Наденька растерянно.
- Владимир Ильич!...Так ведь поздно уже, не успеть никак!...
Козоедов, сердито махая руками, прогоняет его.
- Ах, вы!...Куда это?...Третий звонок же!...Едем уже!...
Поезд трогается. На ходу их него выпрыгивает молодой человек, роняя шляпу на перрон.
Поезд уходит, постепенно исчезая из вида.
Молодой человек поднимает шляпу, отряхивает её, растерянно бормоча под нос.
- Дурагх!...Какой дурагх!...Двадцать пять гхублей – и без гхасписки!...
Какая оплофность!...Мальчигхшество – да, и только!...Эх, голубхушка!...
Невестугшка!...
Сует, вздыхая руку в карман.
Крупный план: рука достаёт золотую десятку.
5. Интерьер. В кабинете у врача. День.
Крупный план: золотая десятка, пухлая рука с сильными узловатыми пальцами берёт её, и складывает в стопку.
Доктор – грузный пожилой господин лет 60 в круглых диоптрических очках в железной оправе, с высоким лбом и блестящей полированной лысиной, медленно отсчитывает золотыми десятками 300 рублей, и, сложив их тремя аккуратными стопками на стол, пододвигает к краю.
Володя стоит напротив, и, облизывая пересохшие губы, смотрит на деньги.
Доктор – Иван Петрович – хмуро с расстановкой произносит.
- Вот тебе триста рублей…Так и быть, возьми…Не хотел давать, но…что делать? Бери…В последний раз…Мою жену благодари. Если бы не она, я бы тебе не дал бы…Упросила…
Володя взволнованно прижимает обе руки к груди, предварительно сгребя монеты в ладошки, и сдавленным голосом произносит.
- Иван Петгхович …Вы…вы аки…ангел с небгхес спугхстившийся, чтобы…
благходагхя…токмо…еже…собственногхучно…аж, тгхиста гхубликов не пожалевши…дгханью щедгхой…век буду…
Иван Петрович так же хмуро смотрит на него исподлобья, и
нетерпеливо обрывает.
- Жену благодари, чучело…Она упросила…Ты её так разжалобил своей слезливой рожей, что не устояла…Её и благодари…
- Дядюшгхка!...Вы…вы спагсли мою свагдьбу!...
- Знаю!...Давай, дуй к своей зазнобе…Пока не передумал!...А то у меня уже посетители заждались…Иди!...

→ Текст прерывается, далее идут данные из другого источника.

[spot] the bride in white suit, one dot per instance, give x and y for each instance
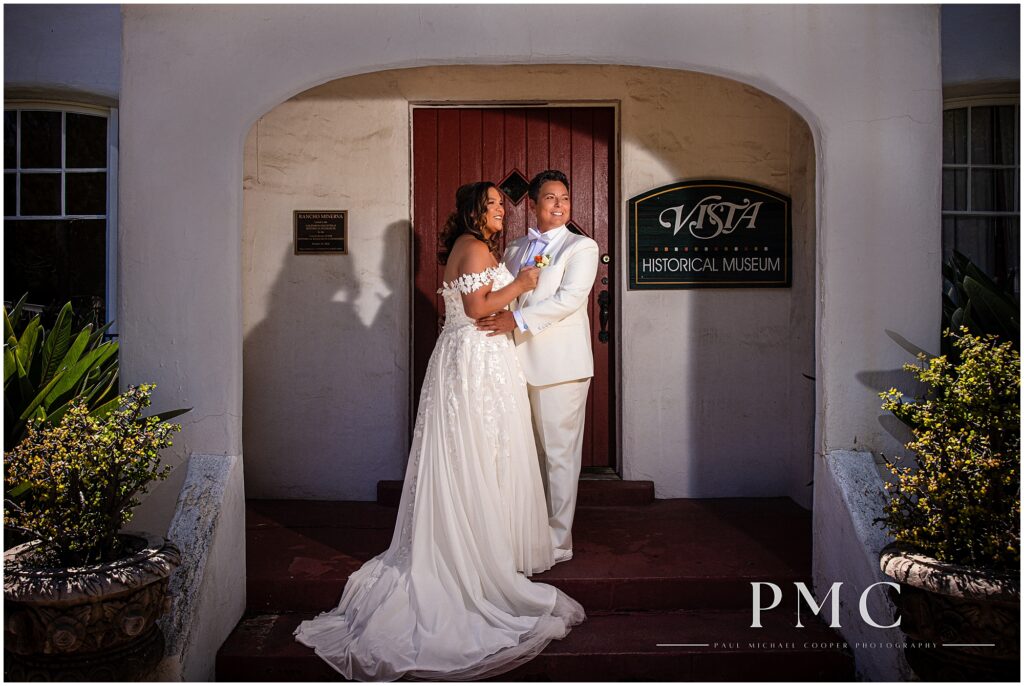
(450, 598)
(552, 337)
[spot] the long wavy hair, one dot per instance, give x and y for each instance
(470, 216)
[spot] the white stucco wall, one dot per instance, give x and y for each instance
(865, 78)
(724, 412)
(68, 51)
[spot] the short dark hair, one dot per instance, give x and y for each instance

Прогоняет его. Володя, пятясь к двери, бормочет что-то из вышеупомянутого уже ранее, а Иван Петрович кричит ассистентке.
- Анна Степановна, пусть заходят!...
В приёмную степенно входит господин лет 45, тот самый у которого на вокзале беспризорник украл часы, театрально снимает шубу, подаёт её медсестре, снимает чёрный цилиндр, перчатки, вешает трость, и, получив приглашение доктора, садится в кресло напротив.
У него мутный затуманенный взгляд, красный нос и сильный насморк. Достав платок, он шумно сморкается в него.
Иван Петрович спрашивает.
- Ну-с, голубчик, на что жалуетесь?...
В этот момент в приёмную заглядывает Отлетаев Аким Петрович -
местный помещик, толстый и неопрятный. Борода у него неухожена, сюртук измят, и он, даже не извинившись, грубым голосом спрашивает, запуская короткие пухлые пальцы в самые глубины растительности.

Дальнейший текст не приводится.